Mujeres miskitas en Costa Rica: el miedo de perder a sus hijos en tierra ajena

«Cuando llega el PANI, sentimos pánico. Creemos que nos van a quitar a nuestros hijos», cuenta Lakia, quien conoce de cerca el dolor de madres miskitas desplazadas que enfrentan un sistema que no las comprende.

Para las mujeres miskitas nicaragüenses que huyeron de su tierra buscando protección en Costa Rica, el desplazamiento forzado no termina al cruzar la frontera. Lejos de encontrar la seguridad que anhelaban, muchas han descubierto que criar a sus hijos en un país ajeno implica enfrentar nuevos miedos: citas intimidantes con autoridades, amenazas de perder la custodia de sus niños y la angustia de no poder explicarse en su propio idioma.

Estas realidades salieron a la luz en un encuentro histórico celebrado en el edificio de las Naciones Unidas en San José, facilitado por el Centro de Información y Servicios de Asesoría en Salud (Cisas). Allí, mujeres miskitas e indígenas se sentaron frente a autoridades del Patronato Nacional de la Infancia (PANI), la institución costarricense encargada de proteger a la niñez, junto a defensoras de derechos humanos, para compartir sus vivencias más dolorosas.

Los testimonios desgarraron el ambiente. Madres que fueron citadas a audiencias sin traductores que hablaran miskito. Mujeres que firmaron documentos sin entender qué decían. Familias que viven bajo la sombra constante del temor a que les arrebaten a sus hijos.

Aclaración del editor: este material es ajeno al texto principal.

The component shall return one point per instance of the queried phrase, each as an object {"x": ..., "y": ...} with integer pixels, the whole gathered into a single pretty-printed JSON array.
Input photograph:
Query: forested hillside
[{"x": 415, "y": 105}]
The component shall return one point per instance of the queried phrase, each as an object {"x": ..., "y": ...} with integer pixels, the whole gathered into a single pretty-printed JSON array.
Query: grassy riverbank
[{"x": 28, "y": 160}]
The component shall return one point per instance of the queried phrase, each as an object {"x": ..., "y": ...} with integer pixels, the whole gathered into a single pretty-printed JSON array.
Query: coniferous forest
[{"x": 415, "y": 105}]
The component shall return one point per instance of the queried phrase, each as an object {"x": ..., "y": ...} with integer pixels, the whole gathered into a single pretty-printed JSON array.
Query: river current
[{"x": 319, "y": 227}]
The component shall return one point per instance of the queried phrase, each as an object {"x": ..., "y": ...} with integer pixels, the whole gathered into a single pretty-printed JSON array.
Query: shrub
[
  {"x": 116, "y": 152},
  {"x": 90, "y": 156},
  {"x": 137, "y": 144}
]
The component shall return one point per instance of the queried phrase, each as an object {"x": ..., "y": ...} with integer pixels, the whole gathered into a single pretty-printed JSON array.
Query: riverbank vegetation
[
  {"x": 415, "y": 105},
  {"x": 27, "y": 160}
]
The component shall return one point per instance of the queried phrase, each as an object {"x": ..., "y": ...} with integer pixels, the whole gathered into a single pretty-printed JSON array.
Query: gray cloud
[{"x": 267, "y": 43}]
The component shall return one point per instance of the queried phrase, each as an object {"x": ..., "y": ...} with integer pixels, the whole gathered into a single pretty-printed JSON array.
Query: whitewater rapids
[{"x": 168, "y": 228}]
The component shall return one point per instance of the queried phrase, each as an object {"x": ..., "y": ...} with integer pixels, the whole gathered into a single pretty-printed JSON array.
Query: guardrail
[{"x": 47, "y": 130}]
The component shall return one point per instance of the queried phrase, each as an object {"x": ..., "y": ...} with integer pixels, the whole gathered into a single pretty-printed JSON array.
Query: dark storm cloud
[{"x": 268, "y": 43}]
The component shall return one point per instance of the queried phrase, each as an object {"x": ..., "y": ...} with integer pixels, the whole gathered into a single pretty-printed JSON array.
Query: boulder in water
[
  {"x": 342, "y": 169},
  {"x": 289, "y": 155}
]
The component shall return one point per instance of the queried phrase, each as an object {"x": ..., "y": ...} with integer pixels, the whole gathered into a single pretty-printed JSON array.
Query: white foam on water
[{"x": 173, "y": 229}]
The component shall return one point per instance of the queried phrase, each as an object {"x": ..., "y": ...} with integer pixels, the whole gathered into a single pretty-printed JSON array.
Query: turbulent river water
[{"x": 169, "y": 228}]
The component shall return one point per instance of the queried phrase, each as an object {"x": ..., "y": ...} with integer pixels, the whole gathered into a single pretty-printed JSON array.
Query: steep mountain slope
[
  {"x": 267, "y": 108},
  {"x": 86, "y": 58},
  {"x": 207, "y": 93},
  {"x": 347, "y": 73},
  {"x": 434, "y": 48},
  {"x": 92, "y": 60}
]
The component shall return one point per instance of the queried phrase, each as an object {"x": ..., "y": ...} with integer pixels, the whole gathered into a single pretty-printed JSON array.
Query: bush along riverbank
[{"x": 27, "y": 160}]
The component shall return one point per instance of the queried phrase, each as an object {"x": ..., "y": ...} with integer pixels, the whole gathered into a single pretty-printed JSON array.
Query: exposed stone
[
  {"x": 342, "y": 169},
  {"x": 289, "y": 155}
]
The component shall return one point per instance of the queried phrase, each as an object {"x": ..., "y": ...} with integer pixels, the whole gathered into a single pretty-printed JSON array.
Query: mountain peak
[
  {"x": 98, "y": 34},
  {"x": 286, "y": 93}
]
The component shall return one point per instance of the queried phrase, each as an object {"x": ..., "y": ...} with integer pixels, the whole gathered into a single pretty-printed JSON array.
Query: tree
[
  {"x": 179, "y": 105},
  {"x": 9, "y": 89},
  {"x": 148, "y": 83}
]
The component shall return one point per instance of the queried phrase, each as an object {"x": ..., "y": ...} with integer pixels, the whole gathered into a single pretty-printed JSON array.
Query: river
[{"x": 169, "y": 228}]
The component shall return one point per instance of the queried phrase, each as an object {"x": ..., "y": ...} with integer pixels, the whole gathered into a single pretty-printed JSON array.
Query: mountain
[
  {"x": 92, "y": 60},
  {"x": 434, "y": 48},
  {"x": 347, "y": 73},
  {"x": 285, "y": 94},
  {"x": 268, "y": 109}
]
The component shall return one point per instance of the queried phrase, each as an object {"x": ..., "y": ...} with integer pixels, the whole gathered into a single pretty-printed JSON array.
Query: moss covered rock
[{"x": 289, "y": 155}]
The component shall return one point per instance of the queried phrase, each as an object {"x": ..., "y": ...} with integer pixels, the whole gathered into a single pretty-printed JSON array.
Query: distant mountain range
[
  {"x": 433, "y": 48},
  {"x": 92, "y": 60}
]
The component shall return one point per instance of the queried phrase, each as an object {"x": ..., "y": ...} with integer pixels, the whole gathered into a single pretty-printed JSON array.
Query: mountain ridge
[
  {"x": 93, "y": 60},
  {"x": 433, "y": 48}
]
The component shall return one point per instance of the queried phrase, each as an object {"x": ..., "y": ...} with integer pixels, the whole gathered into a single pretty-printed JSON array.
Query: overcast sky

«Las mujeres se sienten muy nerviosas, no saben cómo comunicarse, y algunas ni siquiera entienden por qué las citan», explicó Lakia, activista miskita y defensora incansable de los derechos de las mujeres indígenas y afrodescendientes. «Aunque hemos conocido cuatro casos directos en los que ya hay amenazas de custodia, son muchas más las mujeres que viven con este miedo cada día».

La barrera del idioma no es solo un obstáculo técnico: es una pared que las deja indefensas ante un sistema que decide sobre el futuro de sus familias sin que ellas puedan hacer oír su voz.

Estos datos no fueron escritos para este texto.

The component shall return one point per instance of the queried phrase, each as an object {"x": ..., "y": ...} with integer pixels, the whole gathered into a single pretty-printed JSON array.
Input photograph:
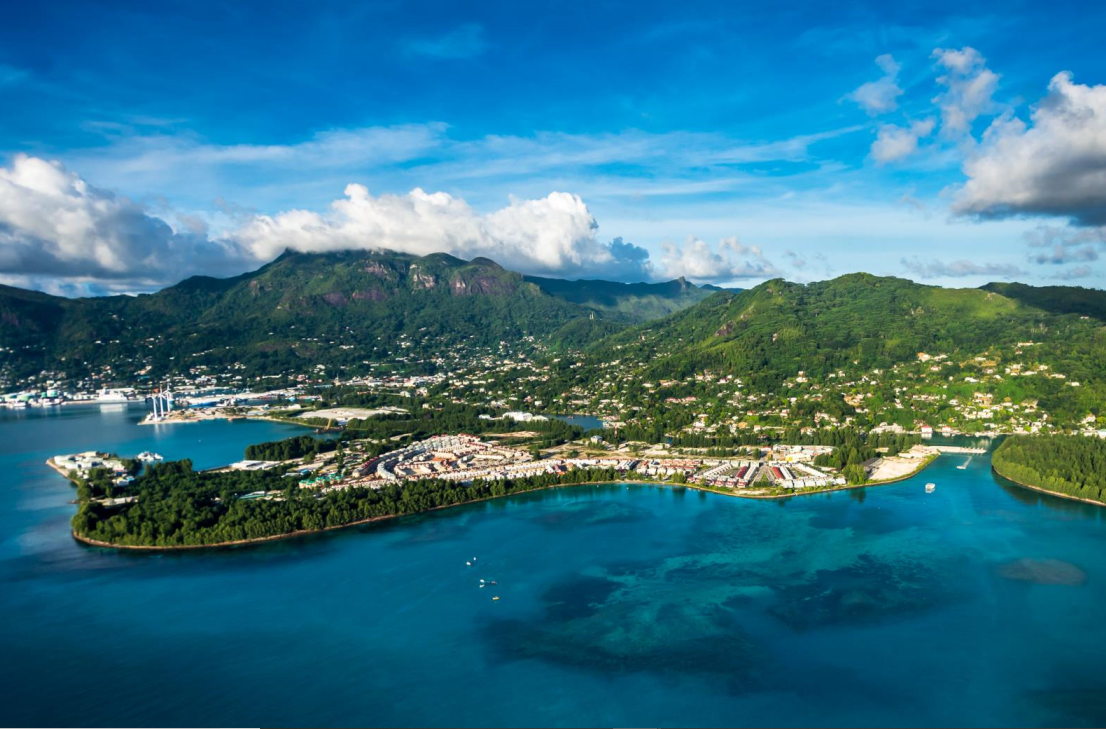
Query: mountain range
[
  {"x": 343, "y": 306},
  {"x": 344, "y": 309}
]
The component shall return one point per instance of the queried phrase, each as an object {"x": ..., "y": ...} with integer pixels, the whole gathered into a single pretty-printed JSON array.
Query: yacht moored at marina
[{"x": 112, "y": 396}]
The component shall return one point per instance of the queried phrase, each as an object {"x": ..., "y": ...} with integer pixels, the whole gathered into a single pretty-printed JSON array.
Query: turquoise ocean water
[{"x": 978, "y": 604}]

Ana Quiroz, directora de Cisas, denunció casos en los que se les quitaron niños a sus madres durante seis meses sin explicación clara. «Eso deja traumas profundos en los niños», señaló con firmeza. «Algunas mujeres fueron intimidadas para no contar las barbaridades que han vivido».

Son historias que permanecen ocultas, susurradas entre vecinas en comunidades como Pavas, La Carpio, Purral y Alajuelita, donde la población miskita desplazada intenta reconstruir su vida lejos de casa, pero nunca lo suficientemente lejos del miedo.

Una gota sobre una piedra

Francella Rivera, gerente técnica del PANI, reconoció que existe desconfianza hacia la institución. «El PANI no quita niños, los protege», afirmó, atribuyendo el temor de las comunidades a «creencias y malas experiencias transmitidas por terceros». Rivera se comprometió a mejorar la comunicación y establecer alianzas interculturales que permitan un trato más sensible hacia estas familias.

Sin embargo, para Quiroz el camino apenas comienza. «Esta reunión es apenas una gota sobre una piedra, pero seguiremos insistiendo hasta que haya un cambio real en la actitud institucional», afirmó.

El próximo 21 de noviembre, Cisas presentará un diagnóstico exhaustivo sobre la situación de las familias miskitas en Costa Rica, resultado de encuestas realizadas a 670 hogares por 14 encuestadoras miskitas. El estudio busca documentar con rigor las condiciones de desplazamiento, pobreza y discriminación que estas comunidades enfrentan día a día.

Porque detrás de cada estadística hay una madre que extraña su tierra, un niño que no entiende por qué vive con miedo, una familia que solo buscaba un lugar seguro donde empezar de nuevo.

El encuentro concluyó con un consenso crucial: no se puede proteger a la niñez sin atender la pobreza ni las dificultades migratorias que atraviesan estas familias. La vulnerabilidad de las mujeres miskitas desplazadas quedó en evidencia, al igual que el enorme desafío de construir un sistema de protección que sea verdaderamente inclusivo y respetuoso de la diversidad cultural.

«No se puede confundir pobreza con descuido», advirtió Quiroz. Son madres que, a pesar de haber perdido todo al huir, siguen luchando cada día por mantener unidas a sus familias. Madres que merecen ser escuchadas en su propio idioma, comprendidas en su contexto cultural y respetadas en su dignidad de mujeres indígenas desplazadas.

Sus hijos no necesitan ser «protegidos» de ellas. Lo que necesitan es un sistema que proteja a toda la familia del desamparo, la discriminación y el miedo que nunca debieron conocer.